Носатый встал. Я занял его место. «Мой» милиционер ушел.
– Ладно, ладно… Скажи, какую ты там еще натворил беду?
– Кто? Я? Что ты, начальник! Ты его слушаешь? Он себя педагогом называет! Какой он педагог? Ему даже овчарку нельзя доверить! Педагог!..
– Прошу вас оградить меня от оскорблений этого пьяницы! – привстал высокий, худой мужчина. – Об уровне моей профессиональной подготовки можете запросить отдел народного образования!
– В самом деле, выражайся приличнее! – прикрикнул дежурный на пьяницу.
– Ва! А почему он задевает мою профессию?
– Что вы, он не заикался о вашей профессии, – вмешался я.
– Как это – не заикался! Только что он назвал меня пьяницей!
– О-о, это нехорошо! – сказал я педагогу.
– Молодой человек, вы не можете себе представить, что это за тип!
– Сам ты тип! – обиделся носатый.
– Не будем говорить о том, что он избивает свою жену, – продолжал педагог, – это в конце концов его личное дело. Но ведь он беспробудно пьет, орет, шумит. Покоя соседям не дает!
– Это правда? – строго спросил я носатого.

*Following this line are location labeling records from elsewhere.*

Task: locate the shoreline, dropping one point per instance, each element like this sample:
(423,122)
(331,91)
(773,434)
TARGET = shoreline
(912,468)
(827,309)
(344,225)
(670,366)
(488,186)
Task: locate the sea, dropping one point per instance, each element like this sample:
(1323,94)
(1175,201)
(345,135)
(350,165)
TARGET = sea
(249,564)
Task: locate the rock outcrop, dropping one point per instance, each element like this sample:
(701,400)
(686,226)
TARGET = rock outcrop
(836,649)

– Что значит – правда? А как бы ты поступил на моем месте? Двадцать лет, понимаешь, двадцать лет этот господин называет меня пьяницей! Ba! Разве я сам этого не знаю? Зачем он мне напоминает? Ты, говорит, хулиган! А что, я без него не знаю? Мало ему этого, так он нашел новое слово: аккредитив… Нет, креп… крен… крендель!..
– Кретин! – подсказал педагог.
– Да, кретин! Ну это еще ничего. Но – аферист!
– Как, неужели вы назвали его аферистом? – спросил я у педагога.
– О, вы его не знаете, молодой человек! Он хоть кого выведет из терпения!.. Извел, измучил соседей!
– Каких соседей? Почему никто, кроме тебя, не жалуется?
– Боятся тебя!
– Не боятся, а любят, уважают!
– Вот, извольте, у меня заявление. Подписано всеми соседями!